“You should not judge people by their dress or occupation. The boy who saws our wood has a heart larger than many who make far more pretensions.”

Rose tried to pout at what she knew to have been intended as a reprimand, but in the excitement of the jam as they passed out of the church, she forgot it entirely, only once uttering an impatient ejaculation as some one inadvertently stepped upon her sweeping skirt, and so held her for a moment, producing the sensation which nearly every woman experiences when she feels a sudden backward pull, as if skirt and waist were parting company.
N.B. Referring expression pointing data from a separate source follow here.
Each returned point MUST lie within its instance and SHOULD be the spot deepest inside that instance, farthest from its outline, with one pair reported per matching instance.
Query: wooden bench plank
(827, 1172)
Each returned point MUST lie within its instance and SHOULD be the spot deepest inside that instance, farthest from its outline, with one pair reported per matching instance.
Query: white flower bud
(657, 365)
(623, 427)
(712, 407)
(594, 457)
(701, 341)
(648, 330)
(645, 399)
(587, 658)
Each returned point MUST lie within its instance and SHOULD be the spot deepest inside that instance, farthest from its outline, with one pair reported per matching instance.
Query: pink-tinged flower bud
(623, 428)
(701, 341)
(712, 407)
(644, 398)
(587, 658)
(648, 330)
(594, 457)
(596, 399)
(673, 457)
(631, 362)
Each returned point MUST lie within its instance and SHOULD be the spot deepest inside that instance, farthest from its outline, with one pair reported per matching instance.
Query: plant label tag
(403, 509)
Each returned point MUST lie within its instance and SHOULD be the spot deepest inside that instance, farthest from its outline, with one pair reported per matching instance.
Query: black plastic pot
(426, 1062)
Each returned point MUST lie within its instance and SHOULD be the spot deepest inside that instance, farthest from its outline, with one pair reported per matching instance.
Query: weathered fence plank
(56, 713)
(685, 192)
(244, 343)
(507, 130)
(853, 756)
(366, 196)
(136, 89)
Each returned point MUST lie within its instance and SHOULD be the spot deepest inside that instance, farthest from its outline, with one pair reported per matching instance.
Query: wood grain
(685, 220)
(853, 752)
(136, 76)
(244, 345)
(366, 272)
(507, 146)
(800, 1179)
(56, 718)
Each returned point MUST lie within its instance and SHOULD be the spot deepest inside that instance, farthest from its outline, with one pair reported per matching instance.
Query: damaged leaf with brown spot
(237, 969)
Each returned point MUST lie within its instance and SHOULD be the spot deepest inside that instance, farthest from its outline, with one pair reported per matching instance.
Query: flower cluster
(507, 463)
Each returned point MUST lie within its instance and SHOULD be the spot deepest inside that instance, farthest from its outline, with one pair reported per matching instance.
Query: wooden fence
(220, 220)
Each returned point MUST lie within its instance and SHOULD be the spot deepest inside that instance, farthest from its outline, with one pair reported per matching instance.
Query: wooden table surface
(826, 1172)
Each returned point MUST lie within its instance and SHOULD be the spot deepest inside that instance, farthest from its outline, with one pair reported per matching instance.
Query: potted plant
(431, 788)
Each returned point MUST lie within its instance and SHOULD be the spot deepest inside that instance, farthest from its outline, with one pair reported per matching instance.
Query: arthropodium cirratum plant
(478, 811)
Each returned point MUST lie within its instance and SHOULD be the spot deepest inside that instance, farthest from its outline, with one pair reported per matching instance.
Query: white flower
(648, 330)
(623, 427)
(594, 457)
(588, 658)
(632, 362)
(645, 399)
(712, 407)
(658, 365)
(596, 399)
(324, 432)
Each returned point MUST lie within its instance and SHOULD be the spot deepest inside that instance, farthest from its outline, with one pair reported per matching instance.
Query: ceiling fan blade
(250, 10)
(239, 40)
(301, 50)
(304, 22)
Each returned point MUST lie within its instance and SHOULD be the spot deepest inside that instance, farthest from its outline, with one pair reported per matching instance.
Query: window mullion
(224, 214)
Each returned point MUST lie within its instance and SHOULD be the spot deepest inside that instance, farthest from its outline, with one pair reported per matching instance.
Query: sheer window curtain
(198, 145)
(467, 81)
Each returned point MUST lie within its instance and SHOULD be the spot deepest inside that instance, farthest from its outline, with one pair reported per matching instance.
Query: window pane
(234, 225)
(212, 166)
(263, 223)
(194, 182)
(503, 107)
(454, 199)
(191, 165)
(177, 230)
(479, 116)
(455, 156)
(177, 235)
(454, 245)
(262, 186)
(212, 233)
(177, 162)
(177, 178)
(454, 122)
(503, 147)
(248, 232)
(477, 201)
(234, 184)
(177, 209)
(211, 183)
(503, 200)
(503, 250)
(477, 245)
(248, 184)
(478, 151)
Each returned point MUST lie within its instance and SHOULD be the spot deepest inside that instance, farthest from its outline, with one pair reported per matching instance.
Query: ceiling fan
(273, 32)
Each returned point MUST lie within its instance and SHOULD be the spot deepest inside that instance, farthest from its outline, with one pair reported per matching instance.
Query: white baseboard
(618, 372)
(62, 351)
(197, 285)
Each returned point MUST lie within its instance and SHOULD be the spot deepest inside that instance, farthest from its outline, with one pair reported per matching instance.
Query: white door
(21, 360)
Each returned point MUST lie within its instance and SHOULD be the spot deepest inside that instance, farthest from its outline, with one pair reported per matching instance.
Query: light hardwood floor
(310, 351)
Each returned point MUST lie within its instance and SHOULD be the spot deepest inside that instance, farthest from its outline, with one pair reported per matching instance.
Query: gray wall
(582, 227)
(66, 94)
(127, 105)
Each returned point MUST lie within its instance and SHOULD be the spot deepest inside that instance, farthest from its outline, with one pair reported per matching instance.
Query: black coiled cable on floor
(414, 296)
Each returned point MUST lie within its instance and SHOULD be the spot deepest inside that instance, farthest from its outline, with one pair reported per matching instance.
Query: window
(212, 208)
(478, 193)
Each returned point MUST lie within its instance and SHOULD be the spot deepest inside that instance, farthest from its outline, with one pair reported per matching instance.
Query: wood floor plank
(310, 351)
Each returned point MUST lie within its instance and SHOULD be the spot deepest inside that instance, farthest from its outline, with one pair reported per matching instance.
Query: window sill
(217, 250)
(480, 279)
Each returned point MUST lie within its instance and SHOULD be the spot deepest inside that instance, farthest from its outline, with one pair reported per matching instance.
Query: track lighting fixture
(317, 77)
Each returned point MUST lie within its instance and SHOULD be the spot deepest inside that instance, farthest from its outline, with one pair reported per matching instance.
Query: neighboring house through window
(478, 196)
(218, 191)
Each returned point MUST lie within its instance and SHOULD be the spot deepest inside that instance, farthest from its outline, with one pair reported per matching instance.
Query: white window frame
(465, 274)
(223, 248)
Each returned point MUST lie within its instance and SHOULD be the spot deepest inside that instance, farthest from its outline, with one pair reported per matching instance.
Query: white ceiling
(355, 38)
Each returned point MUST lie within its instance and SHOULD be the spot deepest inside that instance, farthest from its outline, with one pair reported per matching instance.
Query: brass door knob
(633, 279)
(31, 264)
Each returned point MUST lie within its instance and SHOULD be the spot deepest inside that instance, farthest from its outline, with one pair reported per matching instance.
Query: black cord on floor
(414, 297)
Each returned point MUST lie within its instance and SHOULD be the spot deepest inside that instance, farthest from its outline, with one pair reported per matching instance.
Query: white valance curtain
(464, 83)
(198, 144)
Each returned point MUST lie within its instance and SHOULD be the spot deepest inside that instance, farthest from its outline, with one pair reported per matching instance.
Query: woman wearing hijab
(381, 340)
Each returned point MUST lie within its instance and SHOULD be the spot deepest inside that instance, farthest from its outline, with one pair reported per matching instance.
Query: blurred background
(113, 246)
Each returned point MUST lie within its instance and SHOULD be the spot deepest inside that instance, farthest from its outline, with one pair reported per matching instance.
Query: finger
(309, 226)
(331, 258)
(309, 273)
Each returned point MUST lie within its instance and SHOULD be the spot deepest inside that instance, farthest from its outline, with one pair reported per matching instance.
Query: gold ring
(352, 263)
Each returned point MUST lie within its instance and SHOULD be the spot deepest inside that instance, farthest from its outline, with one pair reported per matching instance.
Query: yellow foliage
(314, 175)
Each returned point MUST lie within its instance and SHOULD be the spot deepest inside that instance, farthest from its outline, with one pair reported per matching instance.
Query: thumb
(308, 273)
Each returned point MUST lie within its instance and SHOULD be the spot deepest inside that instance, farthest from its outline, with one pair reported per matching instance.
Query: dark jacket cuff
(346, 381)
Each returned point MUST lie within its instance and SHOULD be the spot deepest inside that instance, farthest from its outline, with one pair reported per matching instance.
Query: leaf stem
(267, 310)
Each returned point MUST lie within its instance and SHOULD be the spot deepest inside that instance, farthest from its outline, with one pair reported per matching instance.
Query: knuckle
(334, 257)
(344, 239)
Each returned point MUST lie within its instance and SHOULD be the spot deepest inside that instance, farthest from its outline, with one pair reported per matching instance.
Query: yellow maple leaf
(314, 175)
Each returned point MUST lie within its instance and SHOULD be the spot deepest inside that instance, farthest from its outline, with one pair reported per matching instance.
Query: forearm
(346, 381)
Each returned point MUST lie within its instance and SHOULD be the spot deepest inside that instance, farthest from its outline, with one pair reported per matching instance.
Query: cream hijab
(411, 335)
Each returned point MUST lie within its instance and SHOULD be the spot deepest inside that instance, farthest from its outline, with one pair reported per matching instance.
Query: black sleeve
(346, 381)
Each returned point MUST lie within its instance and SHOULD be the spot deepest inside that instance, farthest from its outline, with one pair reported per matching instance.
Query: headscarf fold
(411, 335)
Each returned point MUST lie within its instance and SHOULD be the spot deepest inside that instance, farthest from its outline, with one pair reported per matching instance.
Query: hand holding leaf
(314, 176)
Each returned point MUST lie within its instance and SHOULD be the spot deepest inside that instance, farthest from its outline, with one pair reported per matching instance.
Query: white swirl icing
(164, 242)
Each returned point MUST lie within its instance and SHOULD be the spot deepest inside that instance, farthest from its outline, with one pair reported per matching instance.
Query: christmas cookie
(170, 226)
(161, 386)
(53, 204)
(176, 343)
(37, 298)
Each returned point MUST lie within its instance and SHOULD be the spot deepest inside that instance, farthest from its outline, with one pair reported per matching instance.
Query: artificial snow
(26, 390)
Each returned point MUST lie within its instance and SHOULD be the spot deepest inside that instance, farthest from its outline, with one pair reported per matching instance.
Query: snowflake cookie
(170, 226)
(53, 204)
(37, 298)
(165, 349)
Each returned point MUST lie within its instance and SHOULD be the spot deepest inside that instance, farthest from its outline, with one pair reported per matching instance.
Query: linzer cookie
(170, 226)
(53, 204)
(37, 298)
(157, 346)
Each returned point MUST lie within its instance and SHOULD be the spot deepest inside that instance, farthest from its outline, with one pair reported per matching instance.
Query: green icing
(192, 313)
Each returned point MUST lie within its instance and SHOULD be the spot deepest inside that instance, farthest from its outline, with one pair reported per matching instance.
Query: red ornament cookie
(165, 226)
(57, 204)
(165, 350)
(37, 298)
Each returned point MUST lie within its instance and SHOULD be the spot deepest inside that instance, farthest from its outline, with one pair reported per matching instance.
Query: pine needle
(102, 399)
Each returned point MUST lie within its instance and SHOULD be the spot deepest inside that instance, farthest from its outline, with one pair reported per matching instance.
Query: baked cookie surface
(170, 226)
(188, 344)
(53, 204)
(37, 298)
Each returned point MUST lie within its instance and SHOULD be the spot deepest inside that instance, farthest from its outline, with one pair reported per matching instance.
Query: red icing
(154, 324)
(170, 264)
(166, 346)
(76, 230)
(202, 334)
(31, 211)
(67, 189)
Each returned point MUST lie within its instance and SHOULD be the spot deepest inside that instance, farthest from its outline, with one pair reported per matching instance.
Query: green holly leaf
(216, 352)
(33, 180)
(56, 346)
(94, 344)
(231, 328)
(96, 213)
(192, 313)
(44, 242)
With the hasty exclamation, “Who is stepping on me, I’d like to know?” she turned just in time to hear Annie Graham’s politely-spoken words of apology:

“I beg your pardon, madam; they push me so behind that I could not help it.”

“It isn’t the least bit of matter,” returned Rose, disarmed at once of all resentment, by Annie’s lady-like manner, and the expression of the face, on which traces of tears were still lingering.

“Who is that, Will?” she whispered, as they emerged into the moonlight, and George Graham’s tall form was plainly discernible, together with that of his wife.

Will told her who it was, and Rose rejoined:

“He has volunteered, I ’most know. Poor, isn’t he?”

“Not very rich, most certainly,” was Mr. Mather’s reply.

“Then I guess he’s going to the war,” was Rose’s mental comment, as if poverty were the sole accomplishment necessary for a soldier to possess, a conclusion to which older and wiser heads than hers seemed at one time to have arrived.